Motif kecemburuan menjadi salah satu pemicu kekerasan tersebut. AR mengaku sempat menyadap WhatsApp korban karena cemburu melihat korban berkomunikasi dengan pelanggannya. Ia menyatakan kekesalannya karena korban sering lupa menghapus percakapan. “Saya kan nyadap WA-nya, saya bilang, kamu jangan chattingan sama tamu, soalnya saya sakit hati, soalnya kamu suka lupa ngehapus chat. Memang karena komitmen dia mau kerja sampai lebaran doang, abis itu mau rujuk lagi sama saya. Cuman hubungan saya itu yah….soalnya orang tuanya inilah, jadi kita tinggal di Bandung juga ngumpet dari orang tuanya,” ujar AR.
Peristiwa pembunuhan terjadi pada Rabu (7/1) pagi di kamar kos korban. AR mengaku langsung memiting korban setelah terlibat cekcok. “Habis itu langsung saya piting,” tuturnya.
Setelah melakukan pembunuhan, AR mengaku menemani korban selama sekitar 30 menit sebelum akhirnya keluar untuk membeli cairan pembersih yang rencananya akan ia minum untuk mengakhiri hidupnya. “Udah gitu saya temenin dulu, nemenin dulu setengah jam. Saya keluar, keluar itu saya minum, habis itu saya balik ke kosan karena memang saya niatnya pengen mati bareng-bareng, Pak. Makanya saya beli, cairan itu. Habis itu saya minum segelas kecil. Nggak dapet setengah jam, malah saya muntah-muntah,” jelasnya.
Penemuan Jasad Korban
Jasad SM pertama kali ditemukan pada Rabu, 7 Januari 2026, sekitar pukul 20.26 WIB. Penemuan ini berawal ketika kerabat korban, atas permintaan ibu korban, datang ke kamar kos karena korban tidak dapat dihubungi. Saksi berinisial AS mencoba menggedor pintu kamar kos korban namun tidak ada jawaban.
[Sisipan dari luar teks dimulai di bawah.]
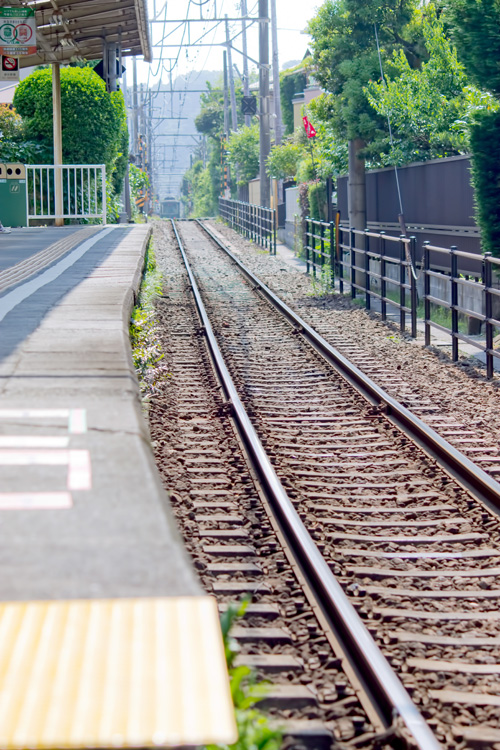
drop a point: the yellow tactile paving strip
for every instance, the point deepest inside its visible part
(113, 673)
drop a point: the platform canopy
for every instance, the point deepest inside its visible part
(78, 29)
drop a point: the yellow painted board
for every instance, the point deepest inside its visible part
(113, 673)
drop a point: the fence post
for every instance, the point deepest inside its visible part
(321, 246)
(104, 196)
(306, 243)
(488, 305)
(367, 271)
(427, 291)
(402, 281)
(352, 260)
(383, 284)
(332, 254)
(454, 303)
(413, 285)
(340, 260)
(275, 229)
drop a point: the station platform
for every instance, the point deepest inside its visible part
(106, 638)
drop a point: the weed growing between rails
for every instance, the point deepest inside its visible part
(321, 285)
(146, 349)
(254, 730)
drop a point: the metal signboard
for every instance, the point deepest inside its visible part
(17, 31)
(9, 68)
(249, 105)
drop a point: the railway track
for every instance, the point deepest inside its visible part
(470, 430)
(415, 552)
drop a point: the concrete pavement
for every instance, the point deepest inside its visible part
(83, 513)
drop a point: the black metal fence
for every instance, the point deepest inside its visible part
(256, 223)
(383, 270)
Selanjutnya, keluarga meminta bantuan DRH, pengurus kos, untuk mengecek. Pintu kamar kos korban ternyata terkunci. Setelah berupaya membuka pintu, AS dan DRH akhirnya berhasil membukanya dengan kunci duplikat. “Pada saat pintu terbuka, AS dan DRH melihat korban sudah dalam keadaan tidak bernyawa,” ujar Kasubdit Resmob Ditreskrimum Polda Metro Jaya AKBP Ressa Fiardi Marasabessy pada Senin (12/1).
Informasi ini tidak ditujukan untuk menginspirasi tindakan serupa. Jika Anda mengalami gejala depresi atau memiliki pemikiran bunuh diri, segera cari bantuan profesional.